For much of the week, the American astrophysicist Neil deGrasse Tyson sounded over the moon in his Twitter account, sharing facts and jokes about all things lunar. “If the chefs ever prepared food on the moon, their dishes would surely be interesting, but their restaurants would have no atmosphere.”
He tweeted that four billion years ago, in its earliest moments, the moon was 20 times closer to the Earth than it is today and, being that much closer, appeared 400 times larger in the sky. Can you imagine what that view would have been like? There would have been the matter of finding a safe spot to watch the skies from, since the tides, DeGrasse Tyson wrote, were 8,000 times higher at the time. (Also, it wouldn’t be until more than three billion years later that humans first appeared.)
I’ll admit that reading all those stories about the moon landing was a kind of escape. These stories inspired, for one. They were a reminder of what a spirit of inquiry, focused effort, and big dreams can accomplish. Oh, astronomical resources too.
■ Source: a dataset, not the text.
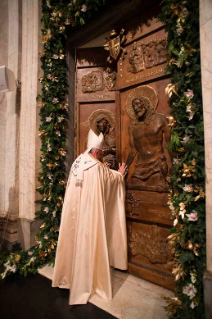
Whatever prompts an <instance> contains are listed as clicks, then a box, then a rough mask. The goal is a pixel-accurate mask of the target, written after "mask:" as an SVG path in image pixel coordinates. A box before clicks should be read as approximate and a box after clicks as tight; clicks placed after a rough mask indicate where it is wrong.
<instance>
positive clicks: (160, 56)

The Planetary Society estimates that NASA spent some $28 billion in 13 years for the Apollo program, which translates to about $288 billion in 2018 dollars.
“The effort and the commitment of brainpower and money, and the glorious achievement itself, shine as an international example of what people can do when they set their minds to it,” John Schwartz wrote in The New York Times, in an essay about whether solving the climate crisis could be this generation’s next moon shot. “The spinoff technologies ended up affecting all of our lives.”
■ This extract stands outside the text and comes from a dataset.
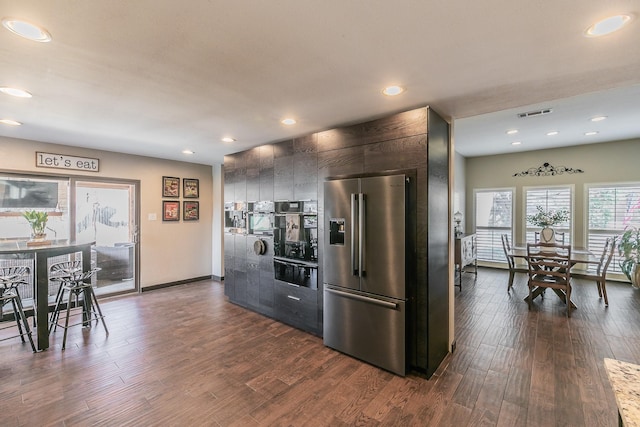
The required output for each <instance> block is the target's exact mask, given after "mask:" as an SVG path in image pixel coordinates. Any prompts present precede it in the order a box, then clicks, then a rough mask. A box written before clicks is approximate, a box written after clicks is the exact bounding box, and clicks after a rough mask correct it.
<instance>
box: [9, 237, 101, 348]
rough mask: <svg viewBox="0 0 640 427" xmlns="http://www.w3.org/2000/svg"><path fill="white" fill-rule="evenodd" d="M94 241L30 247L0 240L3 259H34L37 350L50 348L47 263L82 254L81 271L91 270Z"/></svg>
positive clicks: (63, 239)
Today, for instance, scientists can accurately tell how far we are from the moon using a combination of lasers, telescopes and the mirrors that Neil Armstrong placed on the surface of the moon all those years ago.
Call me a hopeless optimist but it doesn’t seem impossible to make all the changes in engineering, political will, corporate priorities and human behavior that are necessary to fix the climate crisis. That is, if we can all agree that the crisis exists, or even that the moon landings did take place.
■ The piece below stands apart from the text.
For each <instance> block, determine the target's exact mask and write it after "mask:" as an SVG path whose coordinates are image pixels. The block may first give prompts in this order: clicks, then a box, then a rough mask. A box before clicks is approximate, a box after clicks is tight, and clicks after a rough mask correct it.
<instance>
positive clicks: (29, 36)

Really wrap your head around this idea. Fifty years ago, Armstrong and Buzz Aldrin set foot on the moon. They did more than “bounce around to collect rocks.” They (and all the others involved in this herculean effort) pushed the limits of human understanding further. A third astronaut on the Apollo 11 mission, Michael Collins, stayed in orbit in the Columbia spacecraft, some 60 miles above the moon’s surface.
He later told The New York Times that he didn’t begrudge Aldrin and Armstrong’s walk on the moon. He was far too focused on doing his part to make the mission work, given all the risks and unknowns that had to be faced. For instance, Armstrong and Aldrin had barely 30 seconds of fuel left on the lunar module when they landed because there were more boulders on the landing zone than they had anticipated. When they finally made it back to Columbia, Collins couldn’t remember what they first said to one another. Mostly, he remembers all the goo and grime that the other two astronauts had on their suits from the knees down.
Three days later, they were all back on Earth. Collins will turn 89 this October.
The moon landing 50 years ago is not my generation’s big moment. Our song isn’t “Fly Me to the Moon” or “Moon River” (which DeGrasse Tyson points out is “cosmically irrelevant”). It’s “Walking on the Moon” (1979) by The Police, in which a young man walks home from his beloved’s place so happy that it’s as if he’s taken a walk on the moon and his feet, “they hardly touch the ground.”
What an amazing achievement that was, that actual walk on the moon. May its memory inspire us all for years to come.